Becoming an expert

The other day I realized that I could no longer turn a blind eye to the fact that the windows on the fourth storey of our house are about to fall out of their frames. Imagine, they have been in situ since 1870 when the house was built. Imagine, how many people in different emotional states have looked out onto the horizon from the windows across a street in which only the trees and its occupants have changed. As I looked across the street I couldn’t see a new window anywhere, at least not from the top floor. It wasn’t just one Victorian sash window but five of them that now craved for urgent replacement before the winter sets in.

I knew nothing at all about windows, or glass, or FENSA insurance and John doesn’t know that he has a fourth floor, let alone what a sash is. Two weeks on, I think I know all there is to know about Victorian ‘like for like’ original sash replacements. I could even measure and estimate for my neighbours. The council informed me that as we live in a conservation area we didn’t really have a choice; it had to be ‘like for like’ whatever the cost, and that anyway they didn’t allow UPVC, whatever that was because it was not bio-degradable.

To begin with I had no idea what they were talking about but was impressed with their ecology. Now, I know that UPVC window frames, despite the fact that they cost one quarter of the price compared to a hardwood like Siberian larch or Meranti, poetry to conjure, let alone construct with, are beyond frightful and should be banned forever. What is even more frightening is that Camden council are – despite their professed concerns about the environment – still their biggest fans. A Camden council property probably doesn’t exist that doesn’t have UPVC replacement window frames! I cannot believe the hypocrisy of their planning department. And, it turns out that since some EU act in the early years of this century all replacement windows also have to be double- glazed, so I have no authority over my windows, or my house. I have now, out of necessity become an expert in window frames and I know that I will accept nothing less than Siberian larch. Don’t mention Meranti to me.

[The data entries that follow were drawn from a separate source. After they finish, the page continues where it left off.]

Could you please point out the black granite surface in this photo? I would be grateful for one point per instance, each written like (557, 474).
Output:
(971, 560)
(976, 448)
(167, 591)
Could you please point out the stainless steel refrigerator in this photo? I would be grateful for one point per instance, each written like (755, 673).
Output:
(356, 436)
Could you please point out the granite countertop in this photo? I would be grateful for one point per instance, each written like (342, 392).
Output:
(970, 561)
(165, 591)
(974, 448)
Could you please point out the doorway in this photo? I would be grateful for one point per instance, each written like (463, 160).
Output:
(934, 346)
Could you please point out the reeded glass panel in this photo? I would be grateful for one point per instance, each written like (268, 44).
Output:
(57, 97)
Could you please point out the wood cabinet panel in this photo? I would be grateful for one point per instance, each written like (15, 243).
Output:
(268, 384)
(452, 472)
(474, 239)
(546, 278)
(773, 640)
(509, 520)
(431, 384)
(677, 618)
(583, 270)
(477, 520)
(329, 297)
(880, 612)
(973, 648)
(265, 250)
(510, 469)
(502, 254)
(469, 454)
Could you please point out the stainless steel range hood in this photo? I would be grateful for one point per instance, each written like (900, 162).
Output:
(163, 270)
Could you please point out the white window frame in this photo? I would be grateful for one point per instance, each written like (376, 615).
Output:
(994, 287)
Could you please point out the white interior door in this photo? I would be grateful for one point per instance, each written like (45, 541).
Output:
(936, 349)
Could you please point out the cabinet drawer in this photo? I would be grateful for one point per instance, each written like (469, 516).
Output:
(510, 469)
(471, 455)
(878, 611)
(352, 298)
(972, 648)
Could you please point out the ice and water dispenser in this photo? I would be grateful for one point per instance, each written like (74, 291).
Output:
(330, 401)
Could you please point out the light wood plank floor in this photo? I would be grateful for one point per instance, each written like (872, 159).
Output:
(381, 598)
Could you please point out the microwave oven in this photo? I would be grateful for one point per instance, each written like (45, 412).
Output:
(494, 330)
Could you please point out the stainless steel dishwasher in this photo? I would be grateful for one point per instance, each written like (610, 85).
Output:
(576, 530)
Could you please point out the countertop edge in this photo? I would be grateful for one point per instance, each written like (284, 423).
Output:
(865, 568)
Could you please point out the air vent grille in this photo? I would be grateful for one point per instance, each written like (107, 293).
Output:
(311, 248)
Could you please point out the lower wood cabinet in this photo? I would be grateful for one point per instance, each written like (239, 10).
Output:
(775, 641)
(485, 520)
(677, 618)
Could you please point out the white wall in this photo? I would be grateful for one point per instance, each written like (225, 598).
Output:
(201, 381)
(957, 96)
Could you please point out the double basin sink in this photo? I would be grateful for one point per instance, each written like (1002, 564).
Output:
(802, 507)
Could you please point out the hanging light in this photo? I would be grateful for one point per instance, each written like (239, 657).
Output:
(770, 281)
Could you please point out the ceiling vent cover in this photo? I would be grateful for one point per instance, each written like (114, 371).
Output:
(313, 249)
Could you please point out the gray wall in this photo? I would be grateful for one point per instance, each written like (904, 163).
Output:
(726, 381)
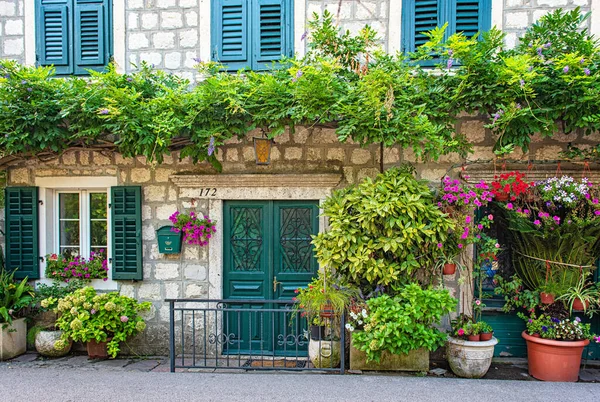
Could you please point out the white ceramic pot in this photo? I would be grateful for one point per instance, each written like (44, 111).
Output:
(324, 354)
(470, 359)
(13, 339)
(45, 344)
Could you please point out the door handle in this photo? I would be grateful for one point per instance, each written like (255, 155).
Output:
(275, 283)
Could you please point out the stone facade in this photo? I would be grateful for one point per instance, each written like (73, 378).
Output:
(12, 31)
(196, 273)
(519, 14)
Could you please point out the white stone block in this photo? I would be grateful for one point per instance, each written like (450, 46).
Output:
(138, 41)
(165, 3)
(13, 27)
(149, 20)
(132, 21)
(171, 20)
(14, 47)
(191, 18)
(366, 10)
(516, 19)
(188, 3)
(188, 38)
(164, 40)
(166, 271)
(173, 60)
(7, 8)
(154, 58)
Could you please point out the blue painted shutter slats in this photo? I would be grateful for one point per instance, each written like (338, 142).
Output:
(230, 33)
(125, 205)
(22, 243)
(270, 31)
(54, 33)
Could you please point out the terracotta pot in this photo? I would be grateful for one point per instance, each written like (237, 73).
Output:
(546, 298)
(97, 350)
(449, 269)
(551, 360)
(502, 197)
(327, 311)
(578, 305)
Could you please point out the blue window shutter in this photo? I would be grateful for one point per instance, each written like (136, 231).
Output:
(271, 31)
(230, 33)
(92, 34)
(126, 219)
(22, 243)
(54, 33)
(419, 16)
(469, 16)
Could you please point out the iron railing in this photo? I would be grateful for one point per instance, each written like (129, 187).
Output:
(252, 335)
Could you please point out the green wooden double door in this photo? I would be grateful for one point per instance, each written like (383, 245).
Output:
(267, 256)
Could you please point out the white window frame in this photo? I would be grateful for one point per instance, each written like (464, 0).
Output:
(49, 188)
(85, 246)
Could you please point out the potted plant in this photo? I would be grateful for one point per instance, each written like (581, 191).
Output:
(398, 332)
(555, 345)
(509, 186)
(101, 320)
(581, 296)
(45, 334)
(323, 303)
(15, 298)
(467, 358)
(195, 229)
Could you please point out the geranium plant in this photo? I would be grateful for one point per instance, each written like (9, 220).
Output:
(509, 186)
(85, 315)
(196, 230)
(68, 268)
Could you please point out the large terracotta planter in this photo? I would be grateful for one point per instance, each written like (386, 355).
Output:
(470, 359)
(45, 341)
(13, 339)
(415, 360)
(550, 360)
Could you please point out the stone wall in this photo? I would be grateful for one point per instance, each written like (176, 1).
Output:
(307, 150)
(164, 33)
(12, 39)
(519, 14)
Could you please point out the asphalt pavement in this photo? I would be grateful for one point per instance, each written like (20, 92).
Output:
(111, 382)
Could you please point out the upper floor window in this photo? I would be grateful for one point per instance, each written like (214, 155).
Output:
(251, 33)
(419, 16)
(73, 35)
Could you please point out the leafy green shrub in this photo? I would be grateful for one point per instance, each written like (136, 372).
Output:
(86, 316)
(382, 231)
(403, 323)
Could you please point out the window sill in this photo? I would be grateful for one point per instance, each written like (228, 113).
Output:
(97, 284)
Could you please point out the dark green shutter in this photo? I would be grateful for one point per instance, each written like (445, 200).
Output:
(125, 206)
(469, 16)
(22, 244)
(230, 33)
(54, 34)
(271, 31)
(91, 34)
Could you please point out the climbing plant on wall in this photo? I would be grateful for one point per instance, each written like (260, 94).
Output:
(550, 80)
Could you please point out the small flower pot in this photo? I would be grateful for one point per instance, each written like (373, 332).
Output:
(546, 298)
(449, 269)
(327, 311)
(501, 197)
(474, 338)
(579, 305)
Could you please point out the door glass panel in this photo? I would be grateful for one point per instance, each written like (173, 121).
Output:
(246, 239)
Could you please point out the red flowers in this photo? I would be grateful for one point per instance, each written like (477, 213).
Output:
(510, 185)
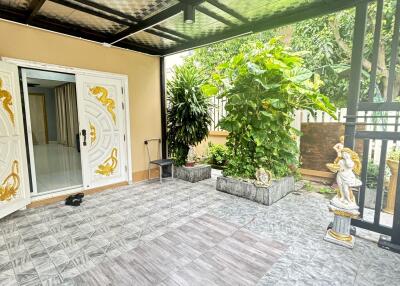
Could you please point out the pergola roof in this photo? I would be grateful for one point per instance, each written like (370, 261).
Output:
(157, 26)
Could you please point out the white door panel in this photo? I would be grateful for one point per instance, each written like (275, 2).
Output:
(14, 180)
(101, 114)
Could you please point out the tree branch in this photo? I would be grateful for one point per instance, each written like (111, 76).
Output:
(333, 23)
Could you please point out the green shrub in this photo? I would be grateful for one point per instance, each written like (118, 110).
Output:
(218, 155)
(188, 112)
(394, 155)
(263, 88)
(372, 175)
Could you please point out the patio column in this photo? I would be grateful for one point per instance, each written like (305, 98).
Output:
(355, 73)
(163, 109)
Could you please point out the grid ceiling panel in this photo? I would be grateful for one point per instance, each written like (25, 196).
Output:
(255, 10)
(151, 40)
(203, 26)
(139, 9)
(74, 17)
(220, 13)
(17, 4)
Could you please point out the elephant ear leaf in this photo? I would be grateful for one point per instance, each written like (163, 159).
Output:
(209, 89)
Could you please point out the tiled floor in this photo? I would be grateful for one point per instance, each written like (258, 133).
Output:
(180, 233)
(57, 167)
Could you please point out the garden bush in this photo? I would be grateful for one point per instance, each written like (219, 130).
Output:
(263, 88)
(188, 112)
(218, 155)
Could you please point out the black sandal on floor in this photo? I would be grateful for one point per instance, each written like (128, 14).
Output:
(73, 201)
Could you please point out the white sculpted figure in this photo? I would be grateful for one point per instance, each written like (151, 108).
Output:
(346, 179)
(339, 146)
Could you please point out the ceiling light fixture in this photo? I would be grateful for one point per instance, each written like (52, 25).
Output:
(189, 14)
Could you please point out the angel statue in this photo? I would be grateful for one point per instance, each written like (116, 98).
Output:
(345, 166)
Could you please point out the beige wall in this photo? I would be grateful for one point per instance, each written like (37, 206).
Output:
(27, 43)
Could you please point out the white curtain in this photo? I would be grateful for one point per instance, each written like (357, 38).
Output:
(66, 114)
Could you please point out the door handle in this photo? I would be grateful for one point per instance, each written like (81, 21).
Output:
(84, 137)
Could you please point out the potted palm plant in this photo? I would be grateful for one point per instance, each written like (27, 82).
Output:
(189, 118)
(393, 164)
(263, 88)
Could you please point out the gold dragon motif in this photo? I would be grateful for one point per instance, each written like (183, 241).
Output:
(101, 94)
(109, 165)
(10, 185)
(93, 134)
(7, 101)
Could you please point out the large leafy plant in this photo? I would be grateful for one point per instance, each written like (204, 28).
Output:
(188, 112)
(263, 88)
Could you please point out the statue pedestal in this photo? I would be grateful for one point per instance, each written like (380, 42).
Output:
(340, 231)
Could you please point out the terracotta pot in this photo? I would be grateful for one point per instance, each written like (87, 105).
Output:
(394, 168)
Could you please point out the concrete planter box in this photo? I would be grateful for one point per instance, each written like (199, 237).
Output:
(193, 174)
(370, 198)
(264, 195)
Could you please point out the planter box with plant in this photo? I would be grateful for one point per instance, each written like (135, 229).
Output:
(393, 164)
(218, 155)
(188, 114)
(263, 88)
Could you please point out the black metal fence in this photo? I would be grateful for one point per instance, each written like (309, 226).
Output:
(376, 115)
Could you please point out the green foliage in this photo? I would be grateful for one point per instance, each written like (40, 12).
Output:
(308, 187)
(328, 42)
(263, 88)
(188, 112)
(394, 155)
(372, 175)
(218, 155)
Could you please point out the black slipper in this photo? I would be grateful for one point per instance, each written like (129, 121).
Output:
(79, 196)
(73, 201)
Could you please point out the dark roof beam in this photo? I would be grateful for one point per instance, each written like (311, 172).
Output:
(172, 32)
(92, 12)
(277, 20)
(153, 20)
(163, 35)
(132, 20)
(33, 10)
(107, 10)
(228, 10)
(215, 16)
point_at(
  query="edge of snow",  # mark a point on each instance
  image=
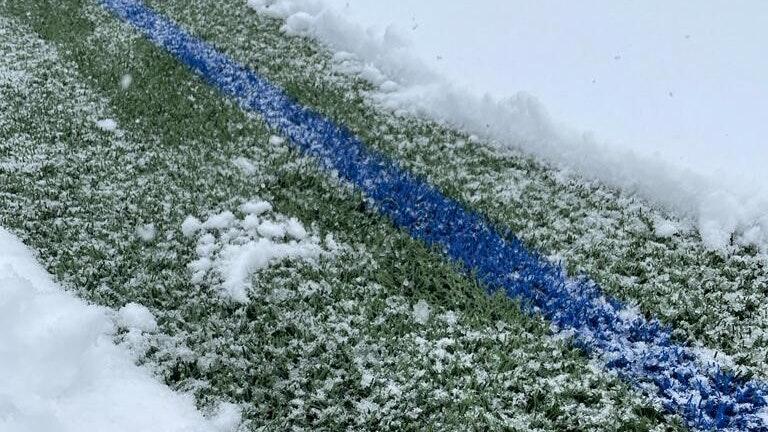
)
(722, 213)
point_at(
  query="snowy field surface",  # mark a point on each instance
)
(668, 101)
(180, 250)
(61, 371)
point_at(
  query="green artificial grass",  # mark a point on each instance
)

I was struck by another sort of expertise the other night, which took me by surprise and that was the intuitive intelligence and social expertise to be found in the disgraced  ex football manager, Ron Atkinson’s wife, Maggie Atkinson. (I cannot think of a better example of the Talon Law of an eye for an eye, a tooth for a tooth that his consequent professional annhilation offers to us.)

I rarely watch TV but on Sunday night John alerted me to a programme called Revelations in which five leaders of faith were to be interviewed about their faiths. It was as disappointing to me as the UPVC windows, perhaps with the vivid exception of Vincent Nichols describing how he wrestled with his inner messengers, or maybe they were angels, who insisted on calling him to God, as he sat as a spectator on the Liverpool football pitch when he only wanted to be left alone as one of the crowd. It was not to be.

And, the Chief Rabbi, Jonathan Sacks also surprised me by his admirable combination of domestic commitment to the community of Judaism and his lofty and erudite exegesis of the Torah, and his lack of dogma, at least in this context, when he declared that any concrete interpretation of the scriptures was ‘heresy’. He combined the Shakespearian ‘high and low styles’ within minutes of exposure. Of the others, well, where one cannot speak one is always best counseled to remain silent…

For me the highlight of my rare TV viewing was not in Revelations but Wife Swop. This Wife Swop was between the disgraced football manager and commentator Ron Atkinson and his wife of over twenty-five years, Maggie and the Olympics winner Tessa Anderson and her partner, former judo champion Densign White. Tessa must have been every bit as much of a shrew as Kate in her younger days, but her politicized thrusts, heavily endorsed by the producer, didn’t work on Ron who just yelled at the cameras to ‘Get off’ him whenever Tessa tried to manipulate him to disclose about the regrettable moment when he called Chelsea player Marcel Desailly – a  “lazy thick n****r” – was broadcast when he thought the microphone was switched off. The only thing to bear in mind is that Atkinson was also one of the first managers to promote, inspire and work with black players. And, that so often it is  unwitting prejudice that can be more pernicious and which can silently permeate political correctness. 

Wife Maggie, too old to be a WAG, at first looked to be a most unlikely star in the making but she turned out to be the only one with intuitive powers of transformation and also to be an expert in the arts of TLC, despite her enthusiasm in using plastic arts to confuse her body into a Barbie doll.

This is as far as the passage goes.